I am really fortunate to live in a great part of Somerville near Union Square where I can walk to farmer’s markets! My fiance’ signed us up for a farm share which we pick up every Wednesday and it is great way to discover new vegetables as well, like kohlrabi. Cambridge and Somerville are great. I can get seafood straight from the dock from the seafood market…just really great stuff.
With your time as a substitute teacher, do you feel your teaching comes out while rooting for other contestants? I heard you encouragingly say “pay attention” to two of your competitors during a challenge from Chef Ramsey.
Haha…yes, I did. You know, we really wanted to see each other at our best. And you know, we also really wanted to push each other so we could meet each other in competition at our best.
How do you set the scene in your own kitchen now? Does music play a role or do you focus solely on the dish with no distraction?
I love having music in the background. It brings back memories for that are really special. It is not a distraction for me. It is my heart.
I wanted to send blessings to you, your fiance’ and your new baby! How do you foresee sharing your love of cooking with your son?
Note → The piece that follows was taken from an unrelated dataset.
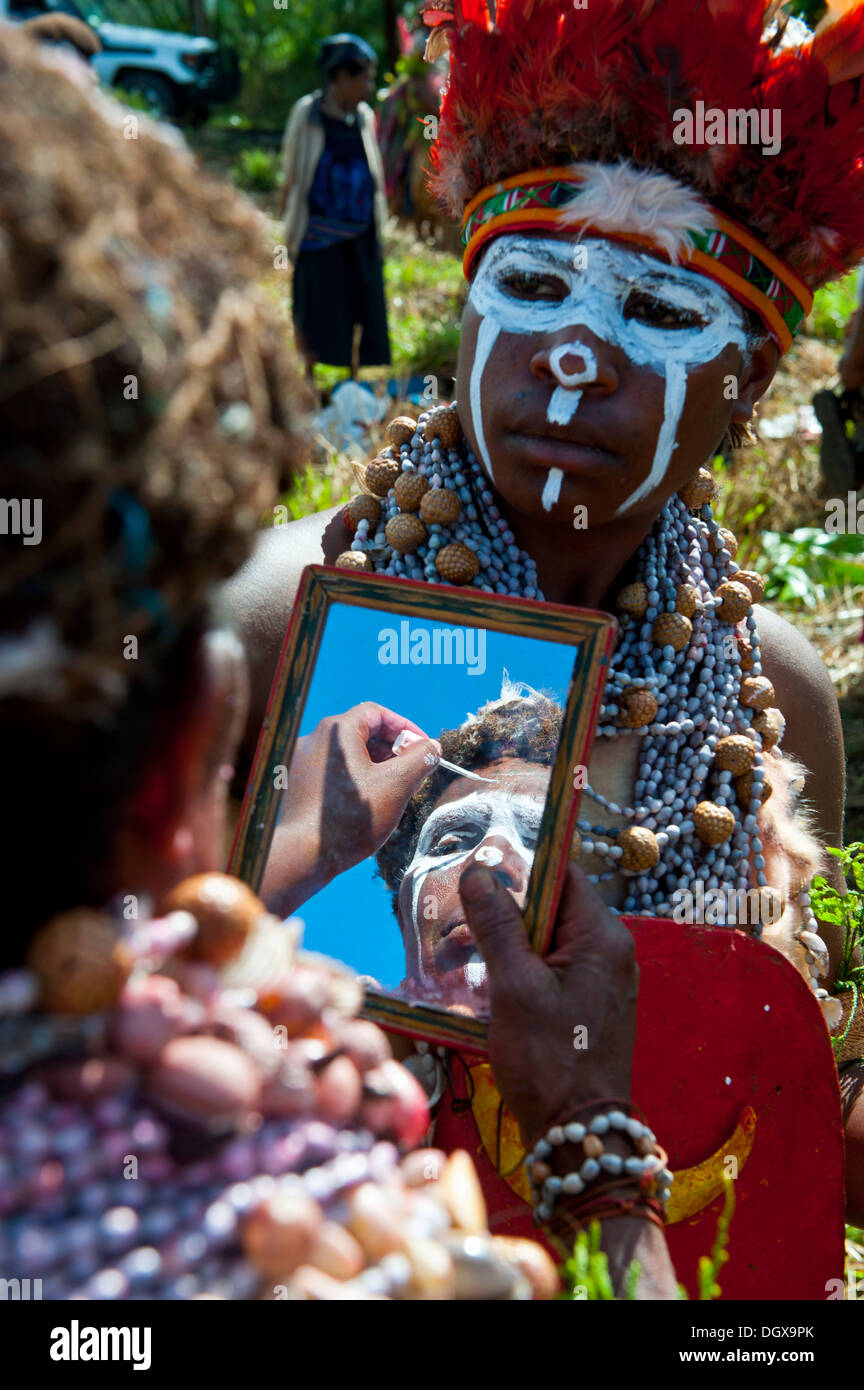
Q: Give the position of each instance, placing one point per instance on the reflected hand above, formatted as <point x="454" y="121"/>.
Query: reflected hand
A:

My son is eating solid foods now and those food are made by me. I am not going to feed him something I would not eat myself. I see cooking as a gift you can give to your child and I look forward to sharing that with him.
Ok – last question…every Cabo Verdean asks this each other. This is a funny debate in our culture for our special dish…Do you call it Cachupa or manchupa?
Oh, definitely Cachupa!
I want to wish “The Lion Chef” an official congrats on his recent marriage! I can’t wait to see what the future has in store for you!